News / Opinion / Columns

Ambrose: Smarts can beat climate change

By Jay Ambrose
Published: September 29, 2020, 6:01am

The wildfires in the West have burned up millions of acres, taken dozens of lives, destroyed thousands of homes, cost enormous amounts of money to combat and, yes, they are connected to climate change.

For years, it has been getting hotter out West with cruel droughts becoming crueler, and some of this is surely linked to CO2 in the atmosphere reflecting earthly heat back to the Earth.

But a much, much bigger cause of the horrific blazes, mainly in California, Oregon and Washington, is failed forest management, and there’s a lesson here, namely that climate change itself is just maybe less to be feared than government addressing it in ways that increase its damage.

There have always been scads of forest fires in the western neck of the woods and a major reason for increased intensity, enduring terror and a ferocity that endangers thousands of brave firefighters has been lousy policies.

What is most needed is preventing forests from becoming so big and crowded with trees and underbrush that what you have is a gigantic tinderbox eager to wreak havoc. The answer is to burn parts of it.

Nature used to take care of this. Lightning, for instance, would strike. A fire would start and it would go out at some point, maybe because of rain, leaving bare spots for forest renewal and stretches of other forest lands. The destruction per annum would reportedly be between 5 million and 12 million acres.

Ancient Native Americans caught on and themselves started fires, and even though it took quite a long time, federal agencies turned to so-called prescribed burns that were carefully controlled and then extinguished. Along with state agencies, they would also take it easy on putting out natural fires. Logging and other commercial activities were allowed to the horror of environmentalists not getting it that far more trees and animals would be saved than lost.

Ah, but then came more and more houses in the forests and regulations and lawsuits and fewer small fires so that the only thing that could go wrong was everything. One educated guess is that to prevent the worst at this point, the prescribed burns would have to cover something like 20 million acres instead of the actual number today of about 13,000.

The necessity of more small, controlled fires is a sermon emanating from all kinds of instructive experts achieving some reforms, just as there are experts who say it is a major mistake to believe something else.

That would be the idea that the deterrence of overdone climate change will be best achieved by trying to replace CO2-laden fossil fuels with intermittent, unreliable, renewable energy, namely solar panels and windmills.

They won’t save us, in part because the sun does not always shine, the wind does not always blow, batteries alone won’t come to the rescue and neither will large cutbacks in energy usage unless we also cut back on modernity.

If we want to deal with the worst possibilities and maintain our industrial way of life, we need to go nuclear, which, to be sure, is expensive and scares some people out of their socks. And yet it emits no CO2 and can truly compete with fossil fuels in running the world. Its costs are being been reduced, and we could probably pay for it with a growing economy, certainly not a Green New Deal economy.

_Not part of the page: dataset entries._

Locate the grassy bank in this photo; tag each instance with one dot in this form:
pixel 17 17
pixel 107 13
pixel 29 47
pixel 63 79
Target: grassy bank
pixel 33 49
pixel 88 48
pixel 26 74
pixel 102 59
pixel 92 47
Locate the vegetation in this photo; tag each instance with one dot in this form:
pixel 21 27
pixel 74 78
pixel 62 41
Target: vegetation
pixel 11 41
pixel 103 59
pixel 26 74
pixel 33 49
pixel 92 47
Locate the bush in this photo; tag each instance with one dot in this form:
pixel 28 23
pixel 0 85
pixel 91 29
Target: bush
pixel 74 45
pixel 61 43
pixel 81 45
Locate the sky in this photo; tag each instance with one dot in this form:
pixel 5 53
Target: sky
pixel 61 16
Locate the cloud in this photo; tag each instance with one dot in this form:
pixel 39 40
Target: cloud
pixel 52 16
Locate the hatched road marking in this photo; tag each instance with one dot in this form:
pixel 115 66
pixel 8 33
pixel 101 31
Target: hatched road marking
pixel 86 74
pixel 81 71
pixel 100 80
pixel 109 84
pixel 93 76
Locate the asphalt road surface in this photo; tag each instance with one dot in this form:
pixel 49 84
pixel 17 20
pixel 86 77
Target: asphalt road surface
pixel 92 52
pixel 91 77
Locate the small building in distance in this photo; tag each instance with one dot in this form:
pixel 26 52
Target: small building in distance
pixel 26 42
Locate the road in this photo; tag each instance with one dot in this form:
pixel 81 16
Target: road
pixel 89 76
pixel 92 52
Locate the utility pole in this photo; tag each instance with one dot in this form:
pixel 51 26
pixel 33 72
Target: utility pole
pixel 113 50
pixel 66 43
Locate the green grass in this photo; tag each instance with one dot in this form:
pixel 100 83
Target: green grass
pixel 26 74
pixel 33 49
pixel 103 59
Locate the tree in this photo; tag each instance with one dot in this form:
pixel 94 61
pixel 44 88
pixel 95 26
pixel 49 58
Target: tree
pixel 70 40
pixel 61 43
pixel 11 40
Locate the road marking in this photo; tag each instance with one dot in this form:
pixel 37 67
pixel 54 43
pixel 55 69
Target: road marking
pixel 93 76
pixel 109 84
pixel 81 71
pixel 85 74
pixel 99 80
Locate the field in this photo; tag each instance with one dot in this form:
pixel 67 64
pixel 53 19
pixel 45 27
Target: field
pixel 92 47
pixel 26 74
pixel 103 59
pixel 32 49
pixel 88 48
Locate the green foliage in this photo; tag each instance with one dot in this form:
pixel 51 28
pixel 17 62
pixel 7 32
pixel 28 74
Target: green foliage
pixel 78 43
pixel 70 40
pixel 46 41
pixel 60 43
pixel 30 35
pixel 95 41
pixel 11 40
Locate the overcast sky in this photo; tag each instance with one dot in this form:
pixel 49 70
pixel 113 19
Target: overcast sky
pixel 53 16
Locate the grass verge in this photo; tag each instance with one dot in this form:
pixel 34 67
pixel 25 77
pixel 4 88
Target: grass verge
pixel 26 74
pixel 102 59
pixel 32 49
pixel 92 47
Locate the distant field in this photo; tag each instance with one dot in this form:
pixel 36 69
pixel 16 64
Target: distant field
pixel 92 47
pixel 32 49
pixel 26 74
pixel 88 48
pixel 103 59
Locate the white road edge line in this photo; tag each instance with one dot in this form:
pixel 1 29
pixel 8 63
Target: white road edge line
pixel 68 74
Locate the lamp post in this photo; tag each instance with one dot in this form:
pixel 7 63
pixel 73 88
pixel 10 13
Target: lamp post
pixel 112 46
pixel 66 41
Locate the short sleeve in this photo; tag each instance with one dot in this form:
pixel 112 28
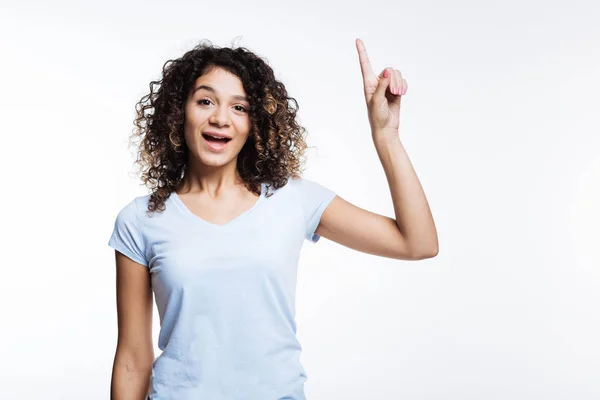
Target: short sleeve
pixel 315 199
pixel 127 237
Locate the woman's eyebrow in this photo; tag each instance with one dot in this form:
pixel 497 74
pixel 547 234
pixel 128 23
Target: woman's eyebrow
pixel 210 89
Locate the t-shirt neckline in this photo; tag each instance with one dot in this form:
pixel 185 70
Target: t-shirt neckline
pixel 181 205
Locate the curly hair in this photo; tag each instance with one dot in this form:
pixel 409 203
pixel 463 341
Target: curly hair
pixel 276 143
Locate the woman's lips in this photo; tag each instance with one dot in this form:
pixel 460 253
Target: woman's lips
pixel 216 146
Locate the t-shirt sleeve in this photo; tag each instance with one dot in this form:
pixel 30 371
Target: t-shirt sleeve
pixel 315 199
pixel 127 237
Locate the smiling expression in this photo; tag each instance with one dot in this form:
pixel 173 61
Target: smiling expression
pixel 216 104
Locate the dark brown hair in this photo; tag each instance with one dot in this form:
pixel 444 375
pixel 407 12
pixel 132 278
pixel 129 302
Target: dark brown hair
pixel 275 147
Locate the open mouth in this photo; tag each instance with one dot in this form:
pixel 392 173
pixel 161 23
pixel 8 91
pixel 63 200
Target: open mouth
pixel 215 143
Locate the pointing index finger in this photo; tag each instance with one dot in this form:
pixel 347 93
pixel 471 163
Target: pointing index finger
pixel 365 65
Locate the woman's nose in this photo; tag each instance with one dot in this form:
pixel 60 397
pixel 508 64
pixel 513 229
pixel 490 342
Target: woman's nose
pixel 220 116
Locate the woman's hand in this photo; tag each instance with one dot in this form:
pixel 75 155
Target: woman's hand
pixel 383 94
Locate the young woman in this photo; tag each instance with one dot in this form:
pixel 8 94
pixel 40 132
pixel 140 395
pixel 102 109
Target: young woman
pixel 218 238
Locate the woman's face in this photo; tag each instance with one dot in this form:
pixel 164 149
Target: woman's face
pixel 216 104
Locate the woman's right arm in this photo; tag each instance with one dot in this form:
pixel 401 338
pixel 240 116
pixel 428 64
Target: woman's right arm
pixel 132 366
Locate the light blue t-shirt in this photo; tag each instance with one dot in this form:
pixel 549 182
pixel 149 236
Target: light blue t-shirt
pixel 225 294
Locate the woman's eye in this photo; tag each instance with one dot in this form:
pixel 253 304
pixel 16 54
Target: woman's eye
pixel 206 102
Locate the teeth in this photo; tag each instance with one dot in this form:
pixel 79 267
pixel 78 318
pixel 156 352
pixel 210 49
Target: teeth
pixel 217 137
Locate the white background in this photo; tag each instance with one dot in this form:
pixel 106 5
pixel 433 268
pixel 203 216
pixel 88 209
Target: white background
pixel 500 122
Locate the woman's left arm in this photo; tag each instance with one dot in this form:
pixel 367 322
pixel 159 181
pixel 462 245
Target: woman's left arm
pixel 412 235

But, people will ask you, didn’t Chernobyl teach us something? Yes. Don’t trust incompetent, corrupt, Communist governments.

Well what about the tsunami taking out a Japanese nuclear power plant? Only one person died of radiation. The dangers have been overstated and are being addressed.

We may need a carbon tax to help in the shift to nuclear power, but with economic smarts we can meet other climate change perils, such as confronting rising seas with dikes. We also need strenuous efforts by other nations, which was not a widespread consequence of the Paris agreement that President Trump abandoned.